High resolution X-ray emission spectroscopy of water and its assignment based on two structural motifs

Abstract

We evaluate proposed interpretations of previous X-ray emission spectroscopy (XES) data on liquid water. The split peak in the lone-pair orbital region has been interpreted in terms of either two different structural motifs, tetrahedral and distorted, or as due to core-hole-induced dissociative dynamics; here we add new data on a 1:1 H 2O/D 2O isotopic mixture and additional spectrum simulations including the core-hole-induced dynamics.

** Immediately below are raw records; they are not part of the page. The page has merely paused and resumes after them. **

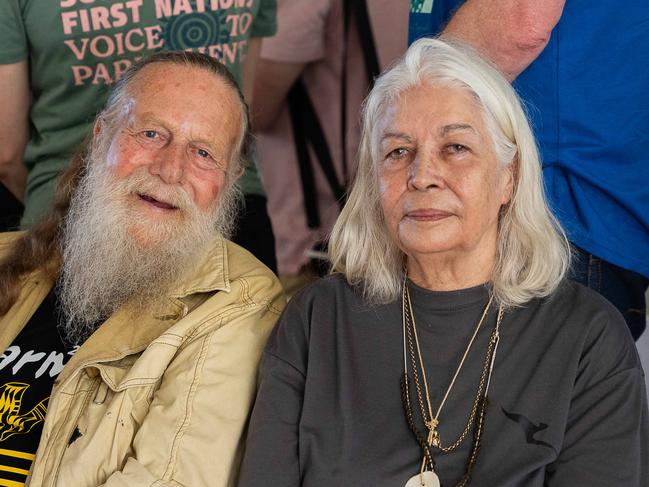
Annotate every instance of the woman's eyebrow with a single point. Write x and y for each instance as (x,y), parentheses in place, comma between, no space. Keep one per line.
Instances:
(396,135)
(453,127)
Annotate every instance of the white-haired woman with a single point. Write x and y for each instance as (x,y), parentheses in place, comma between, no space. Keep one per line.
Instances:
(448,347)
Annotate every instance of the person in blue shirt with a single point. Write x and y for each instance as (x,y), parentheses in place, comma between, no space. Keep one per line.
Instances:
(581,69)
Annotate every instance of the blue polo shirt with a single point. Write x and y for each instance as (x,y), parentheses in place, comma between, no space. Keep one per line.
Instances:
(587,96)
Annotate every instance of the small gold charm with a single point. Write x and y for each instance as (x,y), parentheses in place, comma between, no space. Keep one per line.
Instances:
(433,434)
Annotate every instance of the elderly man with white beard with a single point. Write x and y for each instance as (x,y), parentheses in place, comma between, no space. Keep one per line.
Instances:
(132,328)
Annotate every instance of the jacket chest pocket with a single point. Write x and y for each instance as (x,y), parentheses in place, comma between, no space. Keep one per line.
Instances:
(103,438)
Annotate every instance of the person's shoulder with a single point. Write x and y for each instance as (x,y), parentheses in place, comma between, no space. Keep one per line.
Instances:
(243,267)
(598,326)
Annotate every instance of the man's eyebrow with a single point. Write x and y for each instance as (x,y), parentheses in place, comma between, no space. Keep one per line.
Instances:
(452,127)
(396,135)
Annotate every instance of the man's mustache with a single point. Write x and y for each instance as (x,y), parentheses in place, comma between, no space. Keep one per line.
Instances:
(141,183)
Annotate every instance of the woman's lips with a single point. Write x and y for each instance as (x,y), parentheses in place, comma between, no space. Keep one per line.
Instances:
(428,215)
(157,203)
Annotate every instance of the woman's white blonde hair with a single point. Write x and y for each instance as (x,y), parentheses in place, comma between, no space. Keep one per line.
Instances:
(533,254)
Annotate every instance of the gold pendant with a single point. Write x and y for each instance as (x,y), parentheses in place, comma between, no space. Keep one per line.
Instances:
(433,434)
(424,479)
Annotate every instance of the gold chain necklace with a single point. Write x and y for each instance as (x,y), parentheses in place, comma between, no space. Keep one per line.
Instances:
(432,421)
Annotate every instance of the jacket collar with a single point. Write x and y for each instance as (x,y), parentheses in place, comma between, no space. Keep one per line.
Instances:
(210,272)
(130,331)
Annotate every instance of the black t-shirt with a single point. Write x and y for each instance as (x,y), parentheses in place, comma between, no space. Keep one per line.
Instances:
(28,368)
(567,403)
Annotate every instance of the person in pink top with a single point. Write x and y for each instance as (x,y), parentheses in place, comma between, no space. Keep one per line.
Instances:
(321,45)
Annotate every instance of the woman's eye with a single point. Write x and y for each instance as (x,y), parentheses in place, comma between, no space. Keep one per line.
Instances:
(398,153)
(457,148)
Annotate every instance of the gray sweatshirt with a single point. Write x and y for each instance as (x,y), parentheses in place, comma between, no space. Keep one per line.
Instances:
(567,397)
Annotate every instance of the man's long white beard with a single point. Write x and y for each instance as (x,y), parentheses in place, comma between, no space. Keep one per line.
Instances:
(113,253)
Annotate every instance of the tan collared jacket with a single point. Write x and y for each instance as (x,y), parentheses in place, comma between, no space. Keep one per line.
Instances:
(158,400)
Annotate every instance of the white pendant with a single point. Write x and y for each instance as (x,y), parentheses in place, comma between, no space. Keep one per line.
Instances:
(425,479)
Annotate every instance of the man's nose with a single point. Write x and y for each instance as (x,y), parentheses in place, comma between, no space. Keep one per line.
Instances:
(426,172)
(170,164)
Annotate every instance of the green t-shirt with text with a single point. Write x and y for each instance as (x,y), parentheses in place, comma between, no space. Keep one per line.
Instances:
(77,48)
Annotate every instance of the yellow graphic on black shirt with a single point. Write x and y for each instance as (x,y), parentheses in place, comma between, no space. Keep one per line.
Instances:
(11,421)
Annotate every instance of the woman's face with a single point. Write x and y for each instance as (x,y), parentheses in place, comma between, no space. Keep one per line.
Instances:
(440,185)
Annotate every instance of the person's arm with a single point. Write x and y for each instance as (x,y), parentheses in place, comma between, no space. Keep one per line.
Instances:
(14,126)
(511,33)
(194,432)
(271,456)
(606,440)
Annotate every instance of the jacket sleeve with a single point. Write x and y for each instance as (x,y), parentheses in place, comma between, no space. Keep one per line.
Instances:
(193,433)
(272,447)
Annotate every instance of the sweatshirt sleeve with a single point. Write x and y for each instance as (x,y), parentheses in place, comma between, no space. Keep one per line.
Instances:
(606,441)
(271,456)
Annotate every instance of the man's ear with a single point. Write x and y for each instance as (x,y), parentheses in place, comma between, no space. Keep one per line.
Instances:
(511,176)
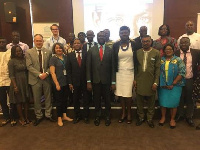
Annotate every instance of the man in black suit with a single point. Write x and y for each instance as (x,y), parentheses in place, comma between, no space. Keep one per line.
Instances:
(100,76)
(76,69)
(191,58)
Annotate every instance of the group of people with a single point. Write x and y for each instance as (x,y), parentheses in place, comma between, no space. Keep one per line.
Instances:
(165,68)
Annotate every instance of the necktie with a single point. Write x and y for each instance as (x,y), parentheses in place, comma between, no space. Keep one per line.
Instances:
(90,45)
(79,59)
(40,61)
(101,52)
(185,58)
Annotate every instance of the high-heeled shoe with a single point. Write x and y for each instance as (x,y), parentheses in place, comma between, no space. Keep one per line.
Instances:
(121,120)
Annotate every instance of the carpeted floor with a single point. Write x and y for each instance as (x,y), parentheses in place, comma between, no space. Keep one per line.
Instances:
(81,136)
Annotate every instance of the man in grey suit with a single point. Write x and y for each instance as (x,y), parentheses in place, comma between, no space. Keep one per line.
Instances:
(37,62)
(100,76)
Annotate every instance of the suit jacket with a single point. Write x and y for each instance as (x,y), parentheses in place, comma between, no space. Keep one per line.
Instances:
(33,65)
(85,46)
(100,71)
(195,60)
(116,51)
(146,79)
(76,74)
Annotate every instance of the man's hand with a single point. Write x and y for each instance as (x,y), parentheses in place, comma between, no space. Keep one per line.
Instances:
(89,86)
(42,76)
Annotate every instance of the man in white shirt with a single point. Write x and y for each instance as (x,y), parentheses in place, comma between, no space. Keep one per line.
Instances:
(16,41)
(55,38)
(194,37)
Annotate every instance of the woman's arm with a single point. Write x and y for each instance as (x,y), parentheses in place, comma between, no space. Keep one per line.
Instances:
(53,75)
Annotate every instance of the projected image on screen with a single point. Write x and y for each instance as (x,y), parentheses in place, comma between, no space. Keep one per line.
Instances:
(112,14)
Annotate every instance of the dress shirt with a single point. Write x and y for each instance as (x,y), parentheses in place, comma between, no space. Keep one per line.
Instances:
(23,46)
(77,53)
(4,74)
(194,40)
(189,72)
(48,44)
(146,53)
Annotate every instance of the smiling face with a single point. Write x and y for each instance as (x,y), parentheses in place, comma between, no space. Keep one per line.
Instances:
(184,44)
(58,50)
(18,52)
(189,27)
(77,45)
(169,52)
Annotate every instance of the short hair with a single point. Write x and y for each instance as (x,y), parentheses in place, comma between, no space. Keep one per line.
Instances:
(172,46)
(54,25)
(59,44)
(38,35)
(13,51)
(81,33)
(145,36)
(168,29)
(2,38)
(124,28)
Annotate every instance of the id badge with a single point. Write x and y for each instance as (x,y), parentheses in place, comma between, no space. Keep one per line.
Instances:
(64,72)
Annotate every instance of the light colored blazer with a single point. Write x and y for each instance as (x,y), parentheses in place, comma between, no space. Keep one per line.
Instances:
(33,65)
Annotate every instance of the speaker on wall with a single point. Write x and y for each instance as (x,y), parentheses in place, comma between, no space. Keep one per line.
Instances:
(10,12)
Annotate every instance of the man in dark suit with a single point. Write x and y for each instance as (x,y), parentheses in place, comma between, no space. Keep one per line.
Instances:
(76,69)
(191,59)
(37,62)
(100,76)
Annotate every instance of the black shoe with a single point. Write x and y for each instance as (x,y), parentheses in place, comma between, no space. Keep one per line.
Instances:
(139,122)
(77,119)
(50,119)
(150,123)
(198,127)
(190,122)
(97,121)
(37,121)
(107,122)
(86,120)
(179,118)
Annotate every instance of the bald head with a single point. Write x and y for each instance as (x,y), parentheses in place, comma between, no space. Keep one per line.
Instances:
(189,27)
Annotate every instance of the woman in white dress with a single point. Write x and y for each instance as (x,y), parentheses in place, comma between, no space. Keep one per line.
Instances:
(124,54)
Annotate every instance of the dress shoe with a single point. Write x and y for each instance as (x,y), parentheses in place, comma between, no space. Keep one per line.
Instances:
(97,121)
(190,122)
(150,123)
(139,122)
(77,119)
(198,127)
(107,122)
(37,121)
(86,120)
(179,118)
(50,119)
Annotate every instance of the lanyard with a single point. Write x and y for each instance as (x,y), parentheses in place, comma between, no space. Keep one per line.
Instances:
(57,39)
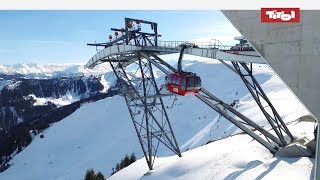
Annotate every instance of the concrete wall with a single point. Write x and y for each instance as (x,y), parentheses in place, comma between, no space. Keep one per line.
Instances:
(291,49)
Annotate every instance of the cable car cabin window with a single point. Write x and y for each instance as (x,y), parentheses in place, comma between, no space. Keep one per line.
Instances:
(184,83)
(193,82)
(175,80)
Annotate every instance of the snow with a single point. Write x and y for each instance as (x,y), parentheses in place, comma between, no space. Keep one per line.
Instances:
(236,157)
(61,101)
(99,134)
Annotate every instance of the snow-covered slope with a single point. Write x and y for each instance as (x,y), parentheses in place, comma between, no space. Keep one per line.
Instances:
(236,157)
(99,134)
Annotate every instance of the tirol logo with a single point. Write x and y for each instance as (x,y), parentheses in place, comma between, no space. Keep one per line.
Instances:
(283,15)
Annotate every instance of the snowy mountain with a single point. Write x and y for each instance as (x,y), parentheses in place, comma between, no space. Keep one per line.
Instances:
(48,70)
(99,134)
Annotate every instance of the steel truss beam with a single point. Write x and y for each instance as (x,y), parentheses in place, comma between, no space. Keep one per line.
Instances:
(146,108)
(271,114)
(270,141)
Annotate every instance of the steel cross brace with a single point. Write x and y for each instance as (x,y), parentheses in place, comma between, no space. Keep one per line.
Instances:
(147,109)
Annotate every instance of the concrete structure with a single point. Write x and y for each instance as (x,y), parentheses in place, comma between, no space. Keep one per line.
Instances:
(292,50)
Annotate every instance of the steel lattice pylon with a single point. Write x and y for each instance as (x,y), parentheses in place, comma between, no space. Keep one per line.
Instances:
(146,108)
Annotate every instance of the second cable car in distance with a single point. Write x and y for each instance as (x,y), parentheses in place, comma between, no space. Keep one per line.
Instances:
(183,83)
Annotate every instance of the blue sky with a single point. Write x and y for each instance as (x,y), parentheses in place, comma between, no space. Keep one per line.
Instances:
(61,36)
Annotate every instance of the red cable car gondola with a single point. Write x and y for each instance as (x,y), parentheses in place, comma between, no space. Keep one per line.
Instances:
(183,83)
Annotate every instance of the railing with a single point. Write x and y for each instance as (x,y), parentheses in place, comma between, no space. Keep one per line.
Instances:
(212,44)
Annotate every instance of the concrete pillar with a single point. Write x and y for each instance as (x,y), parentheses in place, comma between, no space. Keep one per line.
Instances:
(292,50)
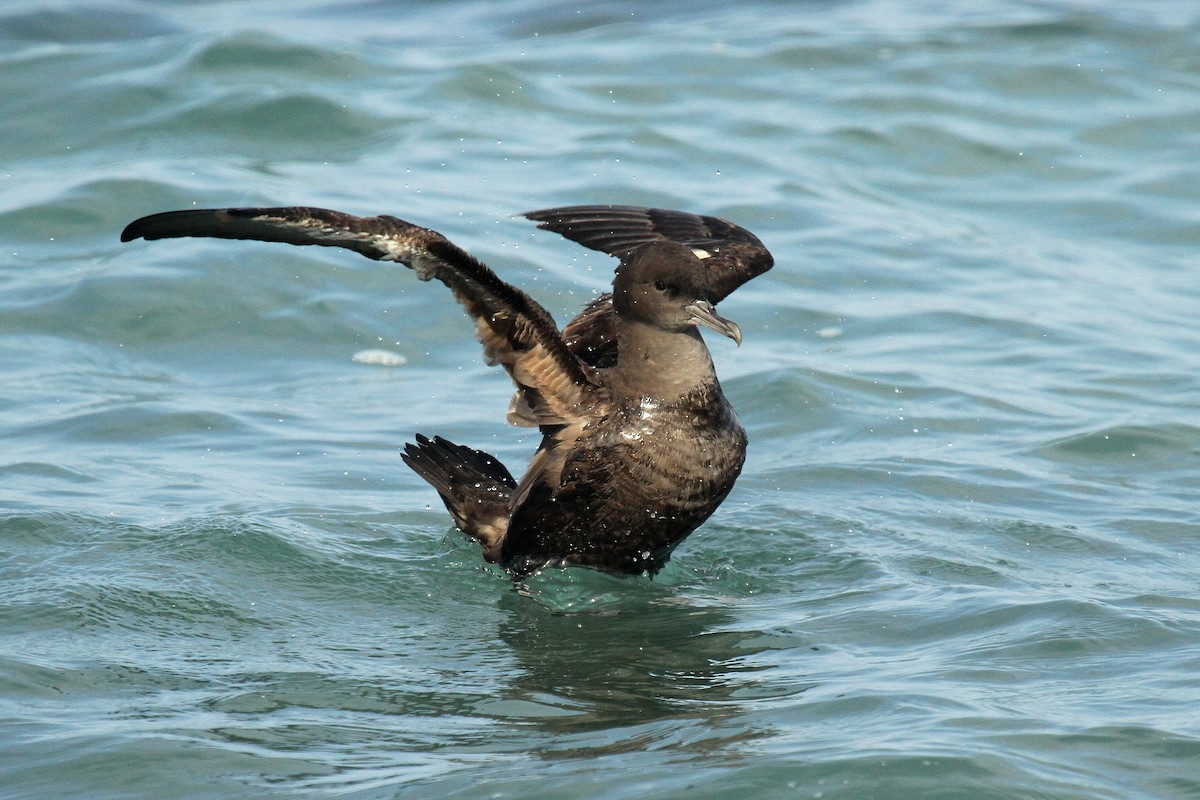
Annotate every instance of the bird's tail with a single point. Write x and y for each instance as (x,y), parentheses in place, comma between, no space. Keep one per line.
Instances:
(474,486)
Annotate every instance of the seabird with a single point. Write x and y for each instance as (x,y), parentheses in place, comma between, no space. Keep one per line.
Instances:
(639,443)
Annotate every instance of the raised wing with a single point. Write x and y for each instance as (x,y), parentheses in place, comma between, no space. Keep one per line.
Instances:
(555,388)
(732,254)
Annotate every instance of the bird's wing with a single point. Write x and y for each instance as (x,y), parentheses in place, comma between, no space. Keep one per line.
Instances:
(555,388)
(731,253)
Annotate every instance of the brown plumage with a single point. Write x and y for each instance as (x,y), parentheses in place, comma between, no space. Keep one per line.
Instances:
(639,443)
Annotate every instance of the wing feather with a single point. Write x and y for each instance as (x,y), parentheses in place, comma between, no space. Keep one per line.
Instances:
(555,388)
(732,254)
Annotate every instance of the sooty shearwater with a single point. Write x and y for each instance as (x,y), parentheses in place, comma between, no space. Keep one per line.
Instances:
(639,443)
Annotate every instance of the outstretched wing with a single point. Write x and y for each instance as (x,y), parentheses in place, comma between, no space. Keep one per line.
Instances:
(732,254)
(555,388)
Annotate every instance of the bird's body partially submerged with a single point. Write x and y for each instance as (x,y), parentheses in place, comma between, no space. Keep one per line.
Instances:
(639,443)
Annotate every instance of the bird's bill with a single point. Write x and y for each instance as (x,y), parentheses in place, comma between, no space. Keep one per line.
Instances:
(703,313)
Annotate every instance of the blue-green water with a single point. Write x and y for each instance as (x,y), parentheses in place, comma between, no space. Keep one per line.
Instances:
(963,559)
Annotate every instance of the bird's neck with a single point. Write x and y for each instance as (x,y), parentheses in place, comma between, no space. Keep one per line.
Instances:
(660,365)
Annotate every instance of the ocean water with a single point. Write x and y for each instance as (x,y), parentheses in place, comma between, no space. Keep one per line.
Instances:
(961,561)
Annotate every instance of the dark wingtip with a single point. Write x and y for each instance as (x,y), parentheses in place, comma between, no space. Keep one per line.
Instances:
(132,230)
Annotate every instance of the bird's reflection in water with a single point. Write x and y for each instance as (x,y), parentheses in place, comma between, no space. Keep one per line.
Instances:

The XES spectrum of HDO is quite nicely reproduced as the sum of spectra of H 2O and D 2O, which we interpret as that core-hole-induced dynamics contribute only to the peak shape and do not affect the intensity ratio between tetrahedrally coordinated and distorted. We find the simulation-based interpretation of the two lone-pair peaks as being of completely different symmetries, molecular 1b 1 and dissociated 3a 1, difficult to reconcile with the experimental intensities in the 1b 2 and 3a 1 spectral regions. We report extensive theoretical simulations of spectra probing both the distance and velocity quantum distributions of the internal OH stretch; sharp features not associated with the lone-pair, that are seen when the OH stretch is treated as a classical oscillator, become smeared out when the zero-point Franck–Condon profile and momentum distribution in the v = 0 level of the OH stretch are taken into account. This demonstrates that neglecting zero-point motion in simulating XES spectra of water generates artificially sharp structures. XES spectra of 1 M and 4 M hydrochloric acid (HCl) and sodium hydroxide (NaOH) are reported. These spectra indicate that dissociated species most likely can be excluded as the origin of the double 1b 1 peak structure. We thus argue that the experimental observation of two distinct peaks in the lone-pair region is less likely to be explained by an unstructured continuum model of the liquid, but is easily explained within a two-component fluctuating model.